'Blade Runner' created a provocative view of the future
By ROBERT W. BUTLER
McClatchy Newspapers
Scott would become one of the industry's most powerful filmmakers, nominated for three directing Oscars ("Black Hawk Down," "Gladiator," "Thelma & Louise"). But as a Hollywood newcomer he fought with his American crew to realize his vision. This left little time for working with actors, resulting in what may be the most colorless performance of Ford's career.
Moreover, Scott insisted on filming in a haze of atmospheric smoke that left actors gagging and forced crew members to work in surgical masks.
The film went over schedule and over budget.
It was not a happy set.
Yet in a recent phone conversation Hauer said it was the high point of his career.
"It's true that lots of people on the set were unhappy, they were breathing smoke and we had a director not totally at ease with handling actors," said Hauer, who played Roy Batty, the leader of the renegade replicants.
"But I had a ball, basically. I know that it was a rough moviemaking experience. That happens sometimes. But I had a pretty good understanding of what Ridley wanted from me. We got along well ... perhaps it was our shared European background."
Ford, on the other hand, reportedly has rarely spoken to Scott in ensuing years and declines to be interviewed about "Blade Runner."

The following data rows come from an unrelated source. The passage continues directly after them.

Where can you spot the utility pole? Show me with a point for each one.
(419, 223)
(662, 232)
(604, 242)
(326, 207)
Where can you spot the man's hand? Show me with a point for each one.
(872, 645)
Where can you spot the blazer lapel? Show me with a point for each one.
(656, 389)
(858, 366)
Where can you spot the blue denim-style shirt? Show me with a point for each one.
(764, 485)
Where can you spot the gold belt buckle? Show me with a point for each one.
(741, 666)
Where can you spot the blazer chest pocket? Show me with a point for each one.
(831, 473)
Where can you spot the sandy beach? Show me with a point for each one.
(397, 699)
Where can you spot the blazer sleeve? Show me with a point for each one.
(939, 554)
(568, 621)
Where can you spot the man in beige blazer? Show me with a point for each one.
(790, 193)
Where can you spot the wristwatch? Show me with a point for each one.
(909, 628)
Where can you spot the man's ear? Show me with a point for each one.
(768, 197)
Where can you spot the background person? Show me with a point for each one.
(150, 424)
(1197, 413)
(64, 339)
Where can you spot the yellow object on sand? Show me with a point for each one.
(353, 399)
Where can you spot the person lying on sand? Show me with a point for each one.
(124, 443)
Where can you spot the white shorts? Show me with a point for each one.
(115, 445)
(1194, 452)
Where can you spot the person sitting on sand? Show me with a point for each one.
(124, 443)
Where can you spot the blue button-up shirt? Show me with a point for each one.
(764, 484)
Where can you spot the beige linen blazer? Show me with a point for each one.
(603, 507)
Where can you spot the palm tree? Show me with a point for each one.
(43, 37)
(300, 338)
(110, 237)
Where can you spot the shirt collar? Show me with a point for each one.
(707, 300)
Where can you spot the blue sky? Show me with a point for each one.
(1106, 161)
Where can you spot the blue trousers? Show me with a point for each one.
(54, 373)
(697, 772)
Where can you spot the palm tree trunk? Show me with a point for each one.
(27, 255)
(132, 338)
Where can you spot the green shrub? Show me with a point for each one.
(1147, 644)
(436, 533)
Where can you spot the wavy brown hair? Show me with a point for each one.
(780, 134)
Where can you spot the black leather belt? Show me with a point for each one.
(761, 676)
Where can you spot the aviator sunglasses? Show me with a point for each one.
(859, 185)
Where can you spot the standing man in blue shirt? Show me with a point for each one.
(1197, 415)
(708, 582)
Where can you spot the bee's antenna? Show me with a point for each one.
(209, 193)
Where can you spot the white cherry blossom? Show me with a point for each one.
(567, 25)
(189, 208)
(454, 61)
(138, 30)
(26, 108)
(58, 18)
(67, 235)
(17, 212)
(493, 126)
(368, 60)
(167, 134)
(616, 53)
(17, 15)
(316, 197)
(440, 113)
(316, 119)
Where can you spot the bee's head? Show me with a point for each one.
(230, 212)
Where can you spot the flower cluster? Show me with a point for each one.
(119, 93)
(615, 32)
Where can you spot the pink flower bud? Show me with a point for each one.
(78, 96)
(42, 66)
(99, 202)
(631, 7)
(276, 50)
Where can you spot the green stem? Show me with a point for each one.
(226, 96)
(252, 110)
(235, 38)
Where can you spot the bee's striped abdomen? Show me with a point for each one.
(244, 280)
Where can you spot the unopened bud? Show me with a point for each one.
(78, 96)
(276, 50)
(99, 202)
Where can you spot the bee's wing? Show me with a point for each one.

The first few minutes of "Blade Runner" establish an atmosphere unlike any other movie. It begins with the camera flying over Los Angeles in 2019. Huge smokestacks vent orange balls of flame into a black sky thick with pouring rain. Every now and then a "spinner," an airborne car, zips between buildings rising 50 and 60 stories, thousands of illuminated windows twinkling like stars.
Far below the plebes (the majority of them Asians) in rain slickers and glowing umbrellas scurry through crowded wet streets lit by neon signs. Overhead float huge blimplike aircraft fitted with gigantic TV screens across which flicker a never-ending stream of commercials. Loudspeakers blare out advertising slogans that make conversations almost impossible.
All this was done with pre-computer technology by special effects master Douglas Trumbull ("2001: A Space Odyssey," "Close Encounters of the Third Kind"). The street scenes were shot on the old New York set on the Warner Bros. lot in Burbank; production designer Lawrence G. Paull employed existing buildings, retrofitting them with futuristic accouterments to suggest a new society built on the foundations of an old one.
The film's dark visual palette (most scenes take place at night) was reflected in "Blade Runner's" overall style. Mimicking film noir, the movie was filled with shadows, surly cops and sinister strangers.
Deckard's love interest - a woman named Rachael who because of false memories doesn't realize that she is herself a replicant - was played by film newcomer Sean Young, sporting a hairdo and broad-shouldered wardrobe right out of the 1940s.
All this gave "Blade Runner" a unique look and feel. But Deckard's tracking down and systematic elimination of the fugitive replicants (played by Hauer, Joanna Cassidy, Daryl Hannah and Brion James) is most important, according to the film's fans, for the way it raises existential questions.
"The movie can be as deep - or as superficial - as you like," said Haun, who wore out his original VHS copy of the film. "It can simply be a beautiful movie with great action scenes. But the more you see it, the more you get into the movie's philosophy. Lots of layers. This movie has stamina."